Les infections intestinale, comme celles causées par la salmonelle ou des infections virales intestinales, ont été associées à des maladies auto-immunes comme la maladie de Crohn et la colite ulcéreuse, car elles peuvent altérer l'équilibre du microbiome et stimuler des réponses immunitaires inappropriées.
3. Les infections spécifiques et leur lien avec les maladies auto-immunes
Certaines infections sont particulièrement connues pour leur rôle dans le déclenchement de maladies auto-immunes. Voici quelques exemples :
Le virus Epstein-Barr (EBV) : Ce virus, responsable de la mononucléose infectieuse, est lié à un certain nombre de maladies auto-immunes, y compris la sclérose en plaques, le lupus, et la polyarthrite rhumatoïde. L'EBV semble jouer un rôle dans l'activation des lymphocytes B, ce qui pourrait entraîner la production d'anticorps qui attaquent les tissus du corps.
Le streptocoque : Certaines infections à streptocoques, notamment la scarlatine, peuvent déclencher une maladie auto-immune appelée fièvre rhumatismale, où le système immunitaire attaque les valvules cardiaques, les articulations et d'autres tissus.

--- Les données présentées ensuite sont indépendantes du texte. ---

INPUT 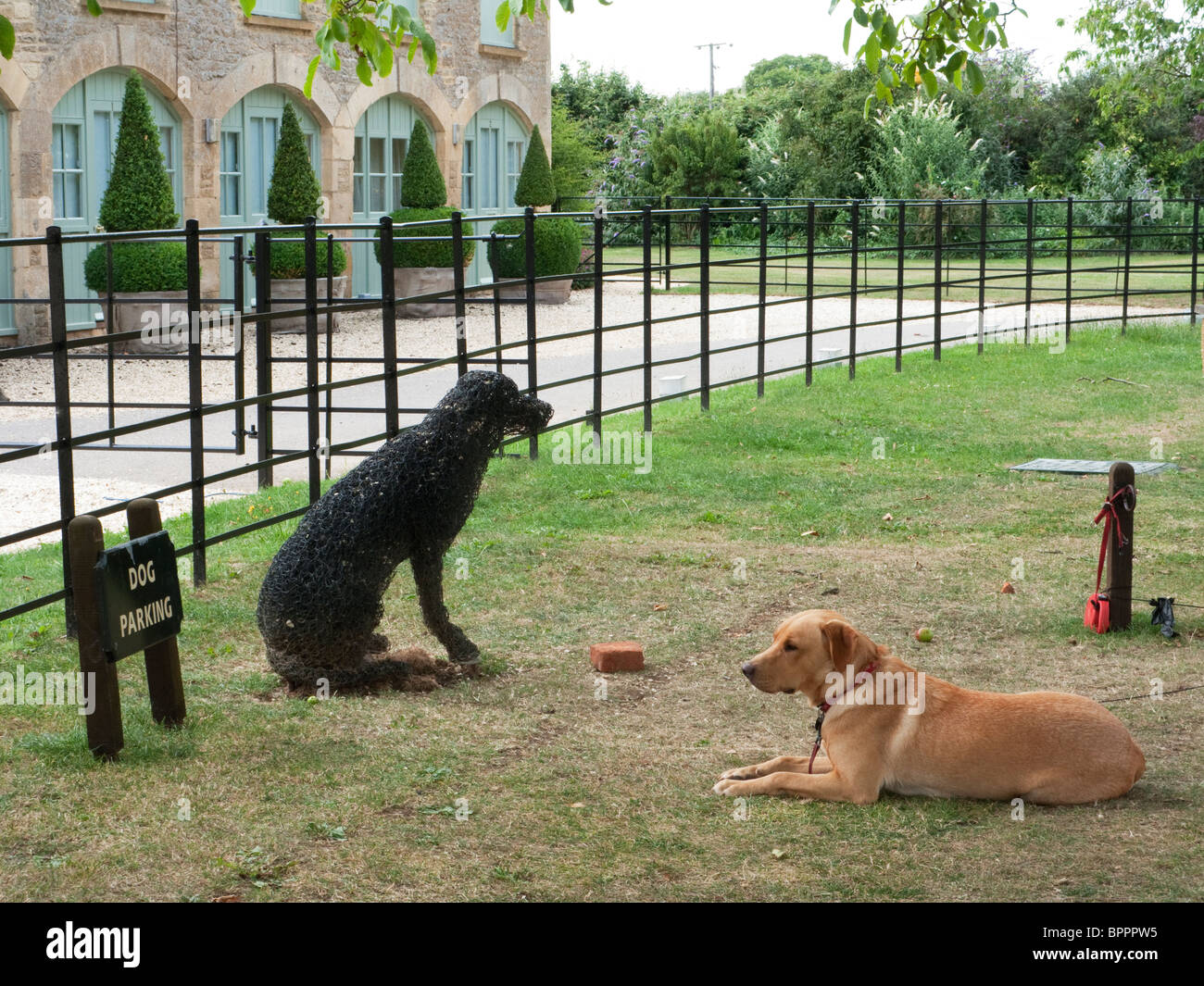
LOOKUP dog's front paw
[719,767,761,780]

Le cytomégalovirus (CMV) et l'hépatite C : Ces virus ont été associés à des troubles auto-immuns tels que le lupus et la polyarthrite rhumatoïde, bien que les mécanismes exacts restent mal compris.

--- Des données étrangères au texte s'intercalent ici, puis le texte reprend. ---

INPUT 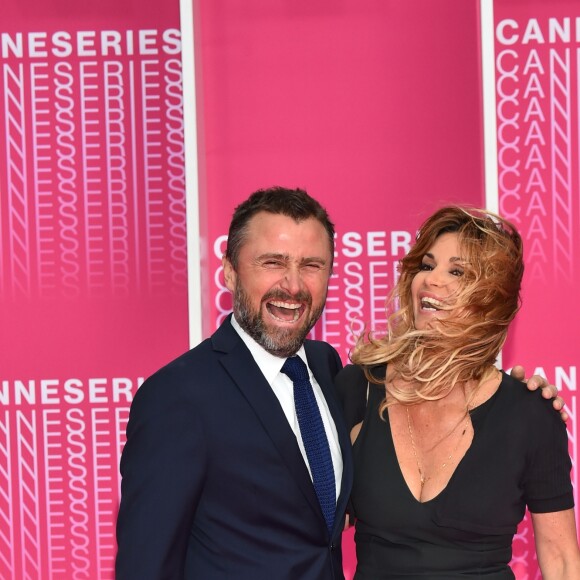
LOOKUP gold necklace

4. Facteurs de prédisposition génétique et environnementale
Le lien entre les infections et les maladies auto-immunes n'est pas uniquement attribuable à l'infection elle-même. En réalité, il existe souvent une interaction complexe entre des facteurs génétiques et environnementaux. Les personnes ayant des génétique prédisposante à des maladies auto-immunes sont plus susceptibles de développer ces affections après une infection. Par exemple, des variations dans les gènes des récepteurs immunitaires peuvent rendre certains individus plus vulnérables aux réponses auto-immunes après une infection.
5. Conclusion : Un lien complexe entre infections et maladies auto-immunes
Bien que les infections ne soient pas la seule cause des maladies auto-immunes, elles peuvent agir comme des déclencheurs dans certaines conditions. Le mécanisme par lequel les infections entraînent une activation immunitaire anormale est encore un domaine de recherche intense. Le mimétisme moléculaire, la perturbation du microbiome, et l'activation excessive du système immunitaire sont tous des processus qui contribuent à cette relation complexe. Comprendre ces mécanismes peut nous aider à mieux prévenir et traiter les maladies auto-immunes, en particulier pour les personnes à risque.